Sunday, February 3, 2008

Paper Mosaic

Since I wasn’t motivated to create anything big last month, I chose to do some stream of consciousness doodling. But my little drawings were starting to look a bit like Richard Dadd’s art…not really a good thing. He was a 19th century institutionalized schizophrenic artist/murderer. I assure you we have nothing in common. So I changed my cheerless scribbles to more cheerful craft. Making the above mosaic was therapeutic. It was methodically hands on, like baking your own bread. As much as I wanted to rush it, I simply couldn’t, the medium wouldn’t allow me.

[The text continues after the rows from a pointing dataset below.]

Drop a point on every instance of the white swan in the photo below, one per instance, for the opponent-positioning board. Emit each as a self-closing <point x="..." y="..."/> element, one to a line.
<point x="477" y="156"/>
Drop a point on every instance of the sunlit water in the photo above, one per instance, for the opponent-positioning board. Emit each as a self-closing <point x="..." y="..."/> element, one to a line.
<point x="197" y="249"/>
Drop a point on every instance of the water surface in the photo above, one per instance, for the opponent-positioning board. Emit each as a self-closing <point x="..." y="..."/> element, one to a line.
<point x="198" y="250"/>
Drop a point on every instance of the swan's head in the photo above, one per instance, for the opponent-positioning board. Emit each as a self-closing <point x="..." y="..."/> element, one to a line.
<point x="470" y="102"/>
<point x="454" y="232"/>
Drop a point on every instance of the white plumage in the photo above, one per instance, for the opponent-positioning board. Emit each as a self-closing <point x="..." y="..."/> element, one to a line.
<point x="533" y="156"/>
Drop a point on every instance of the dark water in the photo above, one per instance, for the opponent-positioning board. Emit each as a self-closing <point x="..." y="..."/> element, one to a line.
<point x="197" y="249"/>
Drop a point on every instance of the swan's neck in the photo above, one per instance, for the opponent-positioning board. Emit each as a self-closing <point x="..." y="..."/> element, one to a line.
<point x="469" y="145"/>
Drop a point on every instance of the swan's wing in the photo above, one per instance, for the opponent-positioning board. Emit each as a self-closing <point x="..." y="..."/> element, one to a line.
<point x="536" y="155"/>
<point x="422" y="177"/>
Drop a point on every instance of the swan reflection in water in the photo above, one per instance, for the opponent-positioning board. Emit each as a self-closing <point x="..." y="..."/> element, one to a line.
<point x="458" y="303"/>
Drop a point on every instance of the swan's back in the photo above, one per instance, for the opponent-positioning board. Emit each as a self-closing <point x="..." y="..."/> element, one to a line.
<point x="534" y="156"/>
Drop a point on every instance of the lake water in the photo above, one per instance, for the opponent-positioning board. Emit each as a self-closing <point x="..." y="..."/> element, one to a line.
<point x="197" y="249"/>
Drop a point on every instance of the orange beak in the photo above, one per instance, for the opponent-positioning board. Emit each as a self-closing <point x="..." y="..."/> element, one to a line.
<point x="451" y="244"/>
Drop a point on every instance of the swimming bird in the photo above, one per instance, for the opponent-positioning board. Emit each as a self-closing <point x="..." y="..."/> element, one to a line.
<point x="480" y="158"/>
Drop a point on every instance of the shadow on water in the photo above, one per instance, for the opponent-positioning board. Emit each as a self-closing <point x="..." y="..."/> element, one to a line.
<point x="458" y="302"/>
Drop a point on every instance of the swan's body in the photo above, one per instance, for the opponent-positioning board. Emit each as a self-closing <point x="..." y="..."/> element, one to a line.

About half of the paper in this piece I hand painted, the other half is a combination of handmade papers and a few bought decorative papers. I based this image on Manning Park, a favorite camping spot for my family. This is a first time experiment for me. I’m excited to begin work on larger pieces using more intense colors and less conventional subject matter (the above mosaic is made on an 8"x10" cradled wood panel). Based on making the mosaic, I think a possible help for the January blahs may be a little creative experimentation.